When it comes to obtaining a car, most people tend to be confused about leasing and renting. These two are the top choices of those who needs an auto immediately but cannot purchase one. Depending on how long you will use it, renting and leasing is both not a bad decision. You just have to go for the right choice. To guide you along, here are some facts worth remembering.
Difference Between Leasing And Renting
Car renting is the best choice for those who want to use theor auto for a short span of time. It can be for a family vacation or for driving around town with your friends. Most cars for rent are owned by rental companies. They’re also responsible for maintaining it and ensuring that’s it’s safe for their customers.
The rates of renting a car depend solely on the company. It can be weekly based or daily based. Some companies are also very strict when it comes to mileage and would require an additional mileage rate. Some companies on the other hand do offer unlimited mileage.
Furthermore, the method of computing these rates is not usually disclosed to the people. This is because car rental companies have different computation schemes and they also have discount schemes that highly affect the main rate.

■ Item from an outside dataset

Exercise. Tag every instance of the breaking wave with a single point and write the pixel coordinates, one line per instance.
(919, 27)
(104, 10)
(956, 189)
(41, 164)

By contrast, car leasing is a way of financing a vehicle. It can be very similar to loan financing. A lease company will finance an auto and they are to be paid with interest. Because the money to be financed depends on the car – whether it’s a new model or not – the interest rate also varies. Aside from the auto, such rate also depends on the company. Technically, not all car lease companies have similar interest rates but there’s a formula used to be the basis of the computation.
Unlike rentals, you cannot swap the car until the leasing term has ended. Such term can start at 24 months and not just a couple of days distinct in the rental terms. Factors like income, debt and credit scores are all important when leasing a car. It also appears as your typical credit report.
How Does Leasing Work?
Leasing basically means paying for the car’s devaluation. You are responsible for financing the difference between the current value of the car, and its new value after the leasing contract ends. If for example, an auto is worth $30,000 today, and it lost its value to $20,000 after the leasing contract you will have to finance or pay for the $10,000. Most contacts range from 2 years to as long as 5 years depending on the lease company.
If you don’t want an upright payment for such as huge amount, you can check if the leasing company offers other payment methods. There are some corporations that are open for monthly payment with the requirement to pay an initial down payment. Aside from that, you can also purchase the car and pay for it’s entire amount of $30,000 during the leasing term. Again, this can be a monthly payment with an initial down payment.